The film didn’t do well at the box office, probably for two reasons. First of all, the promotion was terrible. They basically spoiled the ending in the trailer. Secondly, the mainstream audience loved Hugh Grant for his “Four Weddings” role and wanted to see him in romantic comedies more (yeah they actually did prefer “Nine Months” over “An Awfully Big Adventure” or “Restoration”), even if not, at least he had to play some shy, gentle guy to please them (“Sense and Sensibility”).
So they didn’t bother to watch him here in a thriller where he doesn’t go full action hero (though given his role in “The Man From UNCLE”, he seems to have it in himself as well), but rather plays his character as an ordinary man who finds himself in an extraordinary situation. Shame because it’s a very solid, entertaining ride.
2. Breakdown (1997)
Kurt Russell and Kathleen Quinlan are married couple moving from Massachusets to San Diego but suddenly their car breaks down on a vacant road… and then she disappears. Kurt Russell had always been a reliable movie star, he always had that compelling screen presence and no wonder John Carpenter often casted him in his movies. He knows how to be a part of the suspense and what to do to make his audience relate to him.

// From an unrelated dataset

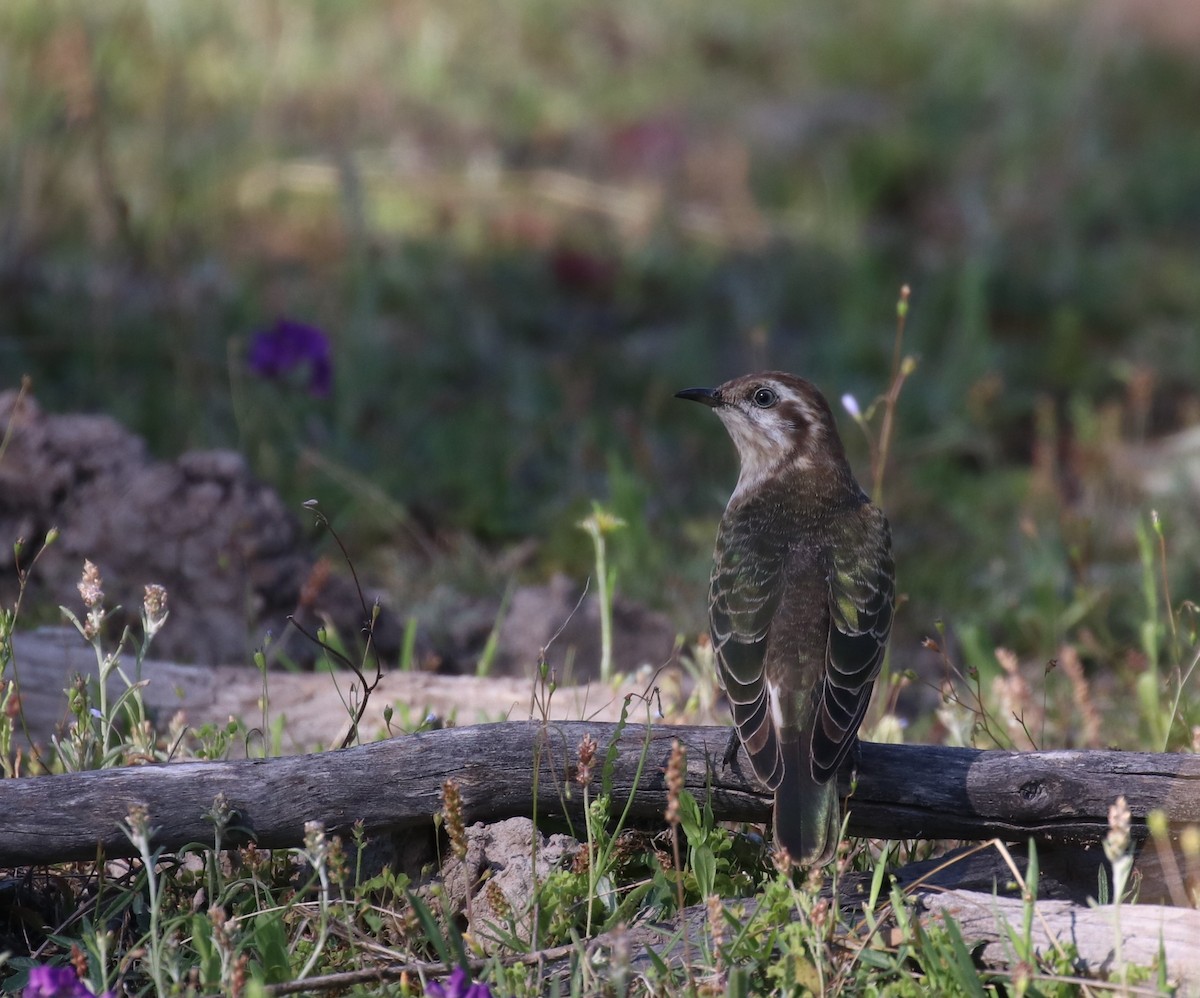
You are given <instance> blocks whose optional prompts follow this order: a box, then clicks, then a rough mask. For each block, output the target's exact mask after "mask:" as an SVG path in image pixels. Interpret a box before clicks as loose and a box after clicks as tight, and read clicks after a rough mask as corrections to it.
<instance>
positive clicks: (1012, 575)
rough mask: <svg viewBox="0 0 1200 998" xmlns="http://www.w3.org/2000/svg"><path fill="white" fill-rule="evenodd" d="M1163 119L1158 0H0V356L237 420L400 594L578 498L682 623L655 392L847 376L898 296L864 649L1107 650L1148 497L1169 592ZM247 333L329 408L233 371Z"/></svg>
mask: <svg viewBox="0 0 1200 998" xmlns="http://www.w3.org/2000/svg"><path fill="white" fill-rule="evenodd" d="M1198 113H1200V6H1198V5H1195V4H1194V2H1193V1H1192V0H1178V2H1165V1H1164V2H1158V4H1142V2H1139V1H1138V0H1103V2H1100V0H1092V2H1069V0H1061V1H1055V2H1027V1H1025V0H1022V1H1020V2H1019V1H1018V0H1010V1H1009V2H1003V1H1002V0H1001V1H1000V2H972V1H971V0H910V2H906V4H878V2H868V1H866V0H847V2H839V4H797V2H791V1H787V0H744V2H739V4H736V5H733V4H728V2H702V1H701V0H661V2H656V4H644V2H640V1H638V2H635V0H606V2H582V0H552V1H551V0H510V1H509V2H504V4H488V2H472V1H470V0H404V1H403V2H396V1H395V0H361V1H360V2H319V1H318V0H288V1H287V2H283V1H282V0H276V1H275V2H268V1H266V0H264V1H263V2H246V0H227V2H220V1H216V0H214V1H212V2H204V4H198V2H190V0H157V1H156V2H155V1H151V0H145V1H144V2H136V1H134V0H106V2H103V4H84V2H56V1H55V0H7V2H5V4H4V5H2V6H0V157H2V158H0V288H2V293H0V387H13V386H16V384H17V383H18V381H19V378H20V375H22V374H30V375H31V377H32V379H34V392H35V395H36V397H37V398H38V401H40V402H41V403H42V405H43V407H44V408H47V409H50V410H58V411H64V410H100V411H106V413H110V414H113V415H115V416H118V417H119V419H120V420H122V421H124V422H125V423H126V425H128V426H130V427H131V428H133V429H134V431H137V432H138V433H140V434H143V435H145V437H146V438H148V440H149V441H150V445H151V447H152V450H154V451H155V452H156V453H157V455H161V456H166V457H170V456H175V455H176V453H179V452H181V451H182V450H185V449H188V447H212V446H233V447H236V449H239V450H241V451H242V452H244V453H246V455H247V456H248V457H250V459H251V461H252V463H253V467H254V469H256V470H257V473H258V474H259V475H262V476H263V477H264V479H265V480H268V481H270V482H271V483H274V485H275V486H277V487H278V488H280V489H281V491H282V492H283V494H284V495H286V497H288V499H289V501H290V503H292V504H293V505H294V507H296V509H298V510H299V504H300V501H301V500H304V499H308V498H318V499H320V501H322V506H323V509H325V510H326V511H329V512H330V513H331V515H332V517H334V521H335V523H336V524H337V525H338V528H340V529H341V530H342V531H343V533H344V535H346V536H347V540H348V543H349V547H350V549H352V552H353V553H354V555H355V558H356V559H360V561H361V565H362V566H364V567H365V569H366V570H367V573H368V575H373V577H374V578H377V579H382V581H383V582H384V583H385V584H389V585H391V587H392V588H394V589H395V590H396V593H397V599H398V600H401V602H403V600H406V599H408V600H410V599H415V597H416V596H415V593H416V590H419V589H420V588H421V587H424V585H426V584H432V581H433V579H440V578H444V577H454V578H456V584H458V585H463V587H470V585H475V587H480V588H487V587H491V588H492V589H494V590H496V591H500V590H503V587H504V584H505V577H506V576H510V575H512V572H514V571H517V572H518V573H520V575H521V576H522V577H529V578H536V577H545V576H546V575H548V573H550V572H552V571H554V570H565V571H568V572H570V573H571V575H572V576H575V577H577V578H580V579H582V578H583V577H586V576H587V573H588V571H589V569H590V549H589V546H588V540H587V537H586V536H584V535H583V534H582V533H581V531H578V530H577V529H576V527H575V524H576V521H577V519H578V518H580V516H581V515H582V513H583V512H584V511H586V510H587V509H589V505H590V501H592V500H593V499H599V500H600V501H602V503H604V504H605V505H606V506H608V507H610V509H612V510H614V511H616V512H617V513H619V515H620V516H623V517H624V518H625V519H626V521H628V522H629V524H630V525H629V528H628V529H626V530H625V531H624V533H623V534H620V535H618V536H616V537H614V539H613V540H612V551H611V557H612V558H613V559H614V560H616V561H617V564H618V566H619V570H620V577H619V582H618V587H619V589H620V590H622V591H623V593H625V594H629V595H632V596H636V597H638V599H641V600H644V601H647V602H650V603H653V605H655V606H658V607H661V608H664V609H666V611H667V612H668V613H671V614H672V618H673V619H674V620H676V621H677V623H678V626H679V627H680V630H682V631H683V632H684V633H690V635H695V633H698V632H700V631H701V630H703V626H704V624H703V613H704V607H703V602H704V585H706V578H707V571H708V563H709V557H710V549H712V547H710V545H712V536H713V531H714V529H715V523H716V518H718V516H719V515H720V511H721V507H722V505H724V501H725V499H726V497H727V495H728V492H730V489H731V487H732V482H733V479H734V474H736V471H734V456H733V450H732V446H731V445H730V443H728V441H727V439H726V438H725V435H724V433H722V431H721V428H720V426H719V425H718V422H716V421H715V420H712V419H708V417H707V416H706V415H704V414H703V413H702V411H697V410H696V409H695V407H688V405H684V404H683V403H679V402H676V401H674V399H673V398H672V393H673V392H674V391H676V390H678V389H680V387H685V386H690V385H697V384H698V385H706V384H715V383H719V381H721V380H725V379H726V378H730V377H733V375H736V374H740V373H745V372H748V371H750V369H754V368H761V367H778V368H785V369H790V371H793V372H797V373H803V374H804V375H806V377H809V378H811V379H812V380H815V381H816V383H817V384H820V385H821V386H823V387H824V389H826V391H827V393H828V395H829V396H830V399H832V401H833V402H834V407H835V409H839V411H840V407H839V405H838V399H839V398H840V397H841V396H842V393H845V392H850V393H853V395H854V396H856V397H857V399H858V401H859V403H860V405H862V407H863V408H866V405H868V403H869V402H870V399H871V398H874V397H875V396H876V395H878V393H880V392H882V391H884V390H886V389H887V383H888V374H889V369H890V363H892V353H893V343H894V332H895V302H896V299H898V295H899V289H900V285H901V284H902V283H908V284H910V285H911V287H912V306H911V312H910V318H908V326H907V331H906V339H905V353H911V354H912V355H913V356H914V357H916V359H917V360H918V368H917V372H916V373H914V375H913V377H912V379H911V380H910V381H908V383H907V385H906V386H905V391H904V393H902V396H901V399H900V407H899V426H898V431H896V439H895V443H894V446H893V451H892V462H890V465H889V470H888V479H887V498H886V505H887V510H888V513H889V516H890V518H892V521H893V524H894V528H895V534H896V547H898V564H899V573H900V578H899V588H900V590H901V591H902V593H904V594H906V595H907V602H906V603H905V605H904V606H902V607H901V609H900V614H899V617H898V641H896V644H895V650H894V660H895V661H896V662H898V663H899V665H901V666H904V665H907V663H910V662H911V661H912V660H914V659H916V657H917V655H918V654H919V650H918V641H919V638H920V637H922V636H923V635H925V633H931V632H932V629H934V626H935V621H936V620H946V621H948V623H949V624H950V625H952V626H953V629H954V631H955V633H956V635H959V637H960V642H961V643H962V654H964V655H965V656H966V657H967V661H968V662H970V661H971V660H972V659H973V660H974V661H977V662H983V661H985V660H988V659H989V657H990V653H991V648H992V645H994V644H995V643H997V642H1002V643H1006V644H1008V645H1010V647H1013V648H1014V649H1015V650H1016V651H1018V653H1019V654H1021V655H1025V656H1040V657H1043V659H1045V657H1050V656H1052V655H1055V654H1056V649H1057V648H1058V647H1060V643H1061V642H1063V641H1066V639H1068V638H1069V639H1072V641H1074V642H1076V643H1078V644H1079V647H1080V648H1081V649H1082V651H1084V654H1085V657H1086V660H1087V662H1088V663H1093V665H1094V663H1097V662H1099V663H1104V665H1110V663H1114V665H1117V666H1121V667H1124V666H1126V665H1128V663H1130V662H1132V666H1130V667H1132V668H1136V667H1138V663H1136V655H1138V654H1142V653H1145V650H1146V649H1145V643H1146V642H1145V635H1144V633H1141V632H1140V630H1139V629H1140V627H1141V626H1142V624H1144V620H1145V618H1146V614H1147V606H1146V587H1145V575H1144V570H1145V565H1144V560H1142V559H1141V555H1140V552H1139V545H1138V525H1139V523H1141V524H1145V523H1146V522H1147V521H1146V516H1147V511H1148V509H1150V507H1151V506H1154V507H1157V509H1158V510H1159V511H1162V512H1163V516H1164V524H1165V529H1166V539H1168V546H1169V553H1170V558H1169V573H1170V583H1171V585H1172V593H1174V594H1175V595H1176V596H1177V597H1180V599H1182V597H1184V596H1194V595H1196V594H1198V593H1200V587H1198V585H1196V583H1198V581H1200V576H1198V569H1196V566H1198V564H1200V534H1198V525H1196V517H1195V507H1196V499H1195V493H1194V492H1193V493H1192V494H1190V495H1189V494H1188V493H1187V492H1186V491H1184V492H1180V491H1177V489H1170V488H1165V487H1157V488H1156V487H1153V482H1156V481H1157V482H1159V483H1162V482H1163V481H1168V483H1169V481H1170V480H1171V479H1172V477H1174V470H1172V469H1175V468H1176V467H1177V464H1178V458H1177V457H1176V456H1175V455H1174V452H1166V451H1165V450H1164V445H1163V444H1162V443H1160V441H1162V440H1163V439H1164V438H1168V437H1169V435H1170V434H1175V433H1177V432H1180V431H1184V429H1187V428H1188V427H1189V426H1194V425H1196V423H1198V422H1200V395H1198V387H1196V375H1198V373H1200V335H1198V333H1200V330H1198V323H1200V119H1198ZM280 317H283V318H288V319H292V320H295V321H301V323H306V324H310V325H313V326H317V327H319V329H320V330H323V331H324V332H325V335H326V336H328V338H329V341H330V344H331V355H332V363H334V372H332V374H334V384H332V390H331V391H330V392H329V395H328V396H317V395H313V393H312V392H310V391H308V390H307V385H306V384H305V380H304V377H302V372H301V373H300V374H299V375H298V377H296V378H293V379H284V380H283V381H276V380H268V379H264V378H262V377H258V375H256V374H254V372H253V371H251V369H250V368H248V367H247V363H246V351H247V349H248V344H250V342H251V339H252V337H253V335H254V333H256V331H258V330H263V329H266V327H269V326H270V325H271V324H272V323H274V321H275V320H276V319H277V318H280ZM842 426H844V435H845V437H846V439H847V443H848V445H850V447H851V451H852V453H853V457H854V462H856V465H857V467H858V468H859V469H860V473H862V476H864V477H865V475H866V444H865V439H864V435H863V434H862V433H860V432H859V431H858V429H857V428H856V427H854V425H853V422H852V421H851V420H850V419H848V417H846V419H844V421H842ZM1156 474H1157V475H1158V477H1157V479H1156V477H1154V475H1156ZM527 539H533V540H534V541H536V546H535V547H532V546H528V545H527V546H524V547H521V548H520V551H521V552H522V557H520V558H515V559H514V558H506V557H505V554H506V553H511V552H512V551H514V547H515V546H520V545H521V542H522V541H526V540H527ZM1142 541H1144V543H1142V551H1145V536H1144V537H1142ZM326 542H328V541H326ZM414 549H418V551H419V552H420V553H421V558H420V559H414V558H409V557H408V555H409V553H412V551H414ZM430 551H434V552H439V554H438V557H436V558H433V559H431V558H430V557H428V552H430ZM422 559H424V560H422ZM414 565H420V566H421V567H420V569H414V567H413V566H414ZM481 565H482V566H484V567H485V569H486V570H484V571H481V570H480V566H481ZM515 565H518V566H520V567H518V569H516V567H514V566H515ZM456 573H457V575H456ZM1139 649H1140V651H1139Z"/></svg>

Breakdown is not as paranoid as “The Thing” as it takes a slightly different turn from the middle of the film but it never stops being entertaining. It’s unpredictable, full of some expected twists and some action sequences, and as already mentioned, very fine acting.

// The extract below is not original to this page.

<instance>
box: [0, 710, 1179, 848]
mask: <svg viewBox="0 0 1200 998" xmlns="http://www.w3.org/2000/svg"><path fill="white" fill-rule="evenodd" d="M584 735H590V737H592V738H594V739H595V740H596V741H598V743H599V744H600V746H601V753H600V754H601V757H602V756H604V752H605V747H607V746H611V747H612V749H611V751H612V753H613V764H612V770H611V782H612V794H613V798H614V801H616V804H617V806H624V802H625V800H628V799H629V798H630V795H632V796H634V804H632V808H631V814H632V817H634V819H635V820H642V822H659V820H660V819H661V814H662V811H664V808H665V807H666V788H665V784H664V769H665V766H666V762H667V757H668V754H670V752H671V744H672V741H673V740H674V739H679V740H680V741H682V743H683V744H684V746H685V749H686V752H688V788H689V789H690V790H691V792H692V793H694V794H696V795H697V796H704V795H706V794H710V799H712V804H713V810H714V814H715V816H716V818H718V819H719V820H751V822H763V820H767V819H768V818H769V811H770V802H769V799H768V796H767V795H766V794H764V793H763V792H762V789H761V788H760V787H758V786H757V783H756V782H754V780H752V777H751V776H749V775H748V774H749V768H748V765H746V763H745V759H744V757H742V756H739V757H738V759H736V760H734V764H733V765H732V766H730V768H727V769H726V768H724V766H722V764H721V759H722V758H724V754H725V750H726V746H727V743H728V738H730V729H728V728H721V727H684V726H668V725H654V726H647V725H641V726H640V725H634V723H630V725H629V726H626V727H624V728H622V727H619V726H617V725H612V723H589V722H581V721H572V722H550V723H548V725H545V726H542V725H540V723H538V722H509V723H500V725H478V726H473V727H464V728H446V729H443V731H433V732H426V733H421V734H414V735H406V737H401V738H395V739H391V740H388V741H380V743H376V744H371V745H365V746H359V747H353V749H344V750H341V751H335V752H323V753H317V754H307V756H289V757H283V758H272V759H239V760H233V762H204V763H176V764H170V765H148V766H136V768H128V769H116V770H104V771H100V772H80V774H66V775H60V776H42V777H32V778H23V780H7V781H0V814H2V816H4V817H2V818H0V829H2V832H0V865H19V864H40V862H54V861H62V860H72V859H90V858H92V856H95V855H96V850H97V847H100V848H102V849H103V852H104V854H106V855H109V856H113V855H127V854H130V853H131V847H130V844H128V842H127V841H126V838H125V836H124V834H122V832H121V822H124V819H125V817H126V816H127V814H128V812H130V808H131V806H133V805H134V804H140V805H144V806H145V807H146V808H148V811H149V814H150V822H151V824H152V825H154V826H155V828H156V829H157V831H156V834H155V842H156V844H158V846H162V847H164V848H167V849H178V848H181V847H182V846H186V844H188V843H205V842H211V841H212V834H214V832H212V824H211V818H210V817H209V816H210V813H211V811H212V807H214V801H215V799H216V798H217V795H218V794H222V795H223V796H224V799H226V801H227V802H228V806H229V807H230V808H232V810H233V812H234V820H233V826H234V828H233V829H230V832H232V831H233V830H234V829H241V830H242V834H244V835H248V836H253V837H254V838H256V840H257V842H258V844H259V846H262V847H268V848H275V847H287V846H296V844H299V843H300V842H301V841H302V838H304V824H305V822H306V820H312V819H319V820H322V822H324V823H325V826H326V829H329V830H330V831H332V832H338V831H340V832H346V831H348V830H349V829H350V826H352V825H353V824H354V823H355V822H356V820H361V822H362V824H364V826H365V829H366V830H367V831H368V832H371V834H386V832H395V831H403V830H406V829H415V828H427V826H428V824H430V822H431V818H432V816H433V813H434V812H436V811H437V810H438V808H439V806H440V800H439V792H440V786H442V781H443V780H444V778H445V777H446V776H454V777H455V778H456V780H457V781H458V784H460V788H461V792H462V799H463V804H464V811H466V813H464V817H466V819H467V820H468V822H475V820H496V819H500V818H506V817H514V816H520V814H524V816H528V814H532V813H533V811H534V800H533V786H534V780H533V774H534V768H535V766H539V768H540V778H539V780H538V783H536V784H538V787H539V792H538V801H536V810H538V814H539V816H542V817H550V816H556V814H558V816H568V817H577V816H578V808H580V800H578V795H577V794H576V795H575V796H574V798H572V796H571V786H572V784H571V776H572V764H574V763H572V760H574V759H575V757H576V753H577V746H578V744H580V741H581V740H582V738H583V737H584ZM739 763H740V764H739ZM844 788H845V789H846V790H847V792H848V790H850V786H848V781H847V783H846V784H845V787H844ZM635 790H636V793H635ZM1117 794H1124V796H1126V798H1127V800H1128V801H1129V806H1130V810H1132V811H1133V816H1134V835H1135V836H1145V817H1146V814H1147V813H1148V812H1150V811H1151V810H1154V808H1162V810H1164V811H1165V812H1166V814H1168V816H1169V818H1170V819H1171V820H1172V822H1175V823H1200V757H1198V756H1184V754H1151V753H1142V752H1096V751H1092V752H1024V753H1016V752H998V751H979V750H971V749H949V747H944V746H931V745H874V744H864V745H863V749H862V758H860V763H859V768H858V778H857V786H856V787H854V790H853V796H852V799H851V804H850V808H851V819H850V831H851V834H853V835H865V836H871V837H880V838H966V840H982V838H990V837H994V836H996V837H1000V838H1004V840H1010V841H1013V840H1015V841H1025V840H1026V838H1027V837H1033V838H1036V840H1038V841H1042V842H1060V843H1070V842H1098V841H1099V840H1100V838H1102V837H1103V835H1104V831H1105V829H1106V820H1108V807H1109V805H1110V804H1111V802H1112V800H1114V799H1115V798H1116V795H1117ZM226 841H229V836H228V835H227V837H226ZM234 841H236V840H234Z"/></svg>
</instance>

Even though the plot may remind you of the Dutch film “The Vanishing” (which also has a Hollywood remake with Jeff Bridges, Kiefer Sutherland and Sandra Bullock but less gritty, less violent kind with a different ending), they’re not similar much as the film is not interested to go deep down the psychology or disturb its audience much. It’s main goal is to entertain and it does its job perfectly.
1. The Last Seduction (1994)
Did you ever think of who was the cruelest female character you had seen in a movie? Or the best femme fatale character? If you had seen “The Last Seduction”, then Linda Fiorentino must be in your Top 3. Fiorentino gives a sharp performance in this amoral mix of black comedy, thriller and neo-noir, portraying a ruthless lead character which is just fascinating to watch.

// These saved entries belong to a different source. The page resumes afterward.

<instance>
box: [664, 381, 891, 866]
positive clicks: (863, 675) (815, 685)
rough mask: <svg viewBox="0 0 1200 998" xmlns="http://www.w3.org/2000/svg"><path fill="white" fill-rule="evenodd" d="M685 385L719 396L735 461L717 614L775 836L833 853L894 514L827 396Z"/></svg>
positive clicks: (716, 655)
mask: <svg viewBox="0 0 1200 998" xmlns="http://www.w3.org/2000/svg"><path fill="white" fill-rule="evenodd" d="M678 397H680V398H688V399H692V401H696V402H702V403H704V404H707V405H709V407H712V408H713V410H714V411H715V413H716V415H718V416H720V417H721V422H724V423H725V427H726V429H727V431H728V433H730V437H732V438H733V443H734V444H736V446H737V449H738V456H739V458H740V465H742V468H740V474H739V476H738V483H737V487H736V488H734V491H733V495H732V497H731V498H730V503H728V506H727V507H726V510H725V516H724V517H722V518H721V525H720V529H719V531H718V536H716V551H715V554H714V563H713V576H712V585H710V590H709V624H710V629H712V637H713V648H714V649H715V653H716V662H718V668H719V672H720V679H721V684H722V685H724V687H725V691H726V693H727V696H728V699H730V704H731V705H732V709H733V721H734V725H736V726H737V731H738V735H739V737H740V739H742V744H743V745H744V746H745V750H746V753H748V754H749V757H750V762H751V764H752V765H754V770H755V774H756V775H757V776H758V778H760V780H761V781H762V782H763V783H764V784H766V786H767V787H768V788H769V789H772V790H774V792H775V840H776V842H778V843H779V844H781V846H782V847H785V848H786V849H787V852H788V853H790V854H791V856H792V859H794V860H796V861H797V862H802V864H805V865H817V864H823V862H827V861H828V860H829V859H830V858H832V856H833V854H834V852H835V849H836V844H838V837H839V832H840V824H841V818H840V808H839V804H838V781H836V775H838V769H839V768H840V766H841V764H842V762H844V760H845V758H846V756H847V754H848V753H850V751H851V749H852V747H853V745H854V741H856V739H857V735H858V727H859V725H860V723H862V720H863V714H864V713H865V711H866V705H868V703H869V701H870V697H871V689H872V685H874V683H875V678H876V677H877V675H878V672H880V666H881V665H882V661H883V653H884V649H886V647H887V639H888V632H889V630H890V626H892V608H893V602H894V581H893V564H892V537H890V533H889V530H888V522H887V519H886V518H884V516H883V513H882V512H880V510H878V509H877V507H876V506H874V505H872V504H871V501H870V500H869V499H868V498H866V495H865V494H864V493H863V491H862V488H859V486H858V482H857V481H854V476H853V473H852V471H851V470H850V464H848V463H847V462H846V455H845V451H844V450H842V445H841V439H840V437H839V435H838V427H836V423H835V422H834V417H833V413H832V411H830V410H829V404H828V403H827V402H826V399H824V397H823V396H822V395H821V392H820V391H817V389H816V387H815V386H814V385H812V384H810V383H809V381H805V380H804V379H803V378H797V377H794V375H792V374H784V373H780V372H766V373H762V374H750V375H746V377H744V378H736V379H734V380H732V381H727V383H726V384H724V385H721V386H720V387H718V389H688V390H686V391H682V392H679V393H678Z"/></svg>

John Dahl has made some great neo-noirs (Red Rock West is particularly notable one) but “The Last Seduction” may very well be his best work, mostly because of what a great central character it has.
The script is also very witty and cleverly written and the result is deliciously entertaining thriller. It’s impossible to not miss Fiorentino’s screen presence in movies, who’s seemingly retired from acting. Linda got a BAFTA nomination and won NYFCC award for her performance here but was denied an Academy Award nomination because it came out on TV before a theatrical release.